遁沒有說什麼,只是搖了搖頭,並沒有多做解釋,他不是責怪司馬朔剛才的表現,而是有些自責。
金一嘆了口氣,也不再說話,繼續看向‘土像’。
金一發現自己錯失一個良機後,連忙補救,司馬朔被追的到處亂竄,手忙腳亂,但都侃侃躲過,氣息也慢慢得到調整,反觀金一,攻勢雖然看似兇猛,但氣息開始變粗,胸口也起伏劇烈。
在追打了一會後,金一被迫停下攻勢,與司馬拉開一段距離,看著手上不斷流出血液的幾個血洞,一咬牙,用另一隻手的手指在上面一抹,沾上一些鮮血後就準備在手心裡書寫聖文,看到這一幕司馬朔不憂反喜,只要金一使出自己的大招,自己拖到他大招結束,那勝利就離自己近在咫尺了。

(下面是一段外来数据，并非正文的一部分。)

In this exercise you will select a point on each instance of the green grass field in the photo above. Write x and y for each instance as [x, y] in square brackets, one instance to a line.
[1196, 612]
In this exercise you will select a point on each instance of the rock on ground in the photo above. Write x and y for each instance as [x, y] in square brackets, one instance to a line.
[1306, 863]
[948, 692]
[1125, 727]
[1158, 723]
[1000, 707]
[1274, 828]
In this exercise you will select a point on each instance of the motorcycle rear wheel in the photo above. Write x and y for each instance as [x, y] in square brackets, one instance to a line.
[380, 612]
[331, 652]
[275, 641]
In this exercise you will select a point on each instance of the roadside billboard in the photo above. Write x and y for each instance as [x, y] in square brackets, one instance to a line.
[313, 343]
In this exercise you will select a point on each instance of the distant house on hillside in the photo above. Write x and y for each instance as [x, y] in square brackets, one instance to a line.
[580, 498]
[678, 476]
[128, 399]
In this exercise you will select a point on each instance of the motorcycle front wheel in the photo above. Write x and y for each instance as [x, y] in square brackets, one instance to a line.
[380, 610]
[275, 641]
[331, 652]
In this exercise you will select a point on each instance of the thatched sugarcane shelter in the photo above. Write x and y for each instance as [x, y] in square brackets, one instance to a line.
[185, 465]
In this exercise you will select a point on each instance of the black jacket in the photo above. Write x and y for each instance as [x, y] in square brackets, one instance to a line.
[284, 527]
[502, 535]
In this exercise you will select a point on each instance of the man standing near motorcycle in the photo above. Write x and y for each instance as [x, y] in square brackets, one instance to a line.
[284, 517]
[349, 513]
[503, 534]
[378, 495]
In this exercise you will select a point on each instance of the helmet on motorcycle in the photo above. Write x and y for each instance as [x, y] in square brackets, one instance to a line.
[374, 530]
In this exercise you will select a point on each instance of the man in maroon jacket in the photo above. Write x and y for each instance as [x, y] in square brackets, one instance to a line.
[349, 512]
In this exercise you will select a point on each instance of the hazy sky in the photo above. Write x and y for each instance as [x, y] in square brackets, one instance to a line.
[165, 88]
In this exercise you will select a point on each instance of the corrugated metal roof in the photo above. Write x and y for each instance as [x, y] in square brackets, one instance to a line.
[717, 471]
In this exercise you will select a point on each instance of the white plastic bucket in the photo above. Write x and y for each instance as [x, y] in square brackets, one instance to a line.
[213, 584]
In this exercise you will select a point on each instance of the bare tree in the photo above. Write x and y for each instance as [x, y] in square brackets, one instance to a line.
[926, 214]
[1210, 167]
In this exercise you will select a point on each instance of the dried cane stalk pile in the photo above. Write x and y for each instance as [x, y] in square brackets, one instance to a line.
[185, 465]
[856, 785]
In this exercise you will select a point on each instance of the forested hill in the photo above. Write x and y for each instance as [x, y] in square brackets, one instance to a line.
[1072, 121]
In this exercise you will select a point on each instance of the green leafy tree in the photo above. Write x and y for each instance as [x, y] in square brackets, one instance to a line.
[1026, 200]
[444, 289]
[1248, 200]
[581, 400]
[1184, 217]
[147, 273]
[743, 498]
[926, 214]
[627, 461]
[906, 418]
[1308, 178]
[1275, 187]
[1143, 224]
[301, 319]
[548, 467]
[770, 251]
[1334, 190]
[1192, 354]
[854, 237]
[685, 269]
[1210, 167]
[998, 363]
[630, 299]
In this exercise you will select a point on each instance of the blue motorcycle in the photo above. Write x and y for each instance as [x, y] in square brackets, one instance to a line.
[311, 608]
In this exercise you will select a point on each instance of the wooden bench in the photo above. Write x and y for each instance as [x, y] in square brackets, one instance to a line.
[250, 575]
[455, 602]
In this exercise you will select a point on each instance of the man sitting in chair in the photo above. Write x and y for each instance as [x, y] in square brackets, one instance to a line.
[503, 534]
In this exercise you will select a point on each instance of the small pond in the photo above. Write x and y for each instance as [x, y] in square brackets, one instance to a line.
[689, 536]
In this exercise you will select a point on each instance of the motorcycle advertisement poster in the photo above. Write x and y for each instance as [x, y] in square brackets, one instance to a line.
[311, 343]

可就在金一手綱要落下時,一個聲音突然響起:“一子,接住!”
從草叢中飛出一顆深綠色的小丸子,金一伸手接住,咧嘴一笑,手掌一搓,小丸子變成一堆粉末,然後在傷口上一抹,一陣清涼傳入血肉裡,傷口處的血液瞬間被止住,不再流出,金一舒服的嗯了一聲,隨後問道:“你怎麼回來了?”
一道身影從草叢裡躍出,落在空地上後捂著耳朵苦笑道:“被暗算了。”
來者正是八卦公耳臏,看他捂著耳朵的動作,司馬朔咧嘴笑了,大致猜到發生了什麼事,吐出一口濁氣後笑道:“連鈴兒都這麼努力了,我也得加把勁才行。”
耳臏走到金一旁邊,笑道:“你確實得加把勁,畢竟現在是二對一。”
“不,我要一對一戰勝他。”金一往前跨出一步,對耳臏道。
耳臏聳聳肩,也不強求,他了解金一,他是要堂堂正正戰勝司馬朔,找回上次敗北的場子,轉身往回走,準備繼續追擊那陰險的小狸貓。
可走著走著,一道鮮血淋漓的身影擋住了他的去路,鶴無雙冷漠的俯視著他,耳臏下意識往後退了一步,正不知道該如何是好的時候,司馬朔突然說道:“你們兩就坐著好好休息吧。”
耳臏回頭看向金一,金一點點頭,在這種空地上耳臏對戰鶴無雙,即便鶴無雙已經重傷,但金一的直覺告訴他,耳臏會輸,而且極有可能就一擊的事。
耳臏直接轉身坐下,當起了觀眾,不打是最好的,鶴無雙剛那眼神和氣勢,他不戰就已經輸了大半,偷偷斜眼瞟了下鶴無雙,被他一瞪立即轉回視線,不敢再往後看,鶴無雙這才抬起頭看向司馬朔和金一那邊。
金一甩動了幾下受傷的肩膀,忽地一個發力,手腳並用狂奔向司馬朔,司馬朔這次沒有回退,而也是朝前直衝,兩人在中心展開了新一輪的戰鬥。
金一率先遞出一拳,司馬朔矮身躲過,腳下發力彈射而起,用頭撞向金一面門,被金一另一隻手護擋住,用力一甩,司馬朔身體飛出去三丈,落地後立即橫移,躲過金一緊隨而至的一砸,接著配合敖軒,再次使出‘血凝’,一掌拍打在那受傷的手臂上,金一橫移出去兩丈,捂住受傷的手疼得瓷牙咧嘴。
“卑鄙。”一旁的耳臏冷哼了一聲。
鶴無雙不屑得瞟了他一眼,實戰中抓住對手弱點打是最正常不過的事,更何況這弱點還是司馬朔自己咬出來的,若真要說卑鄙,那更應該是金一,如果不是耳臏扔給他止血的藥,他應該早輸了。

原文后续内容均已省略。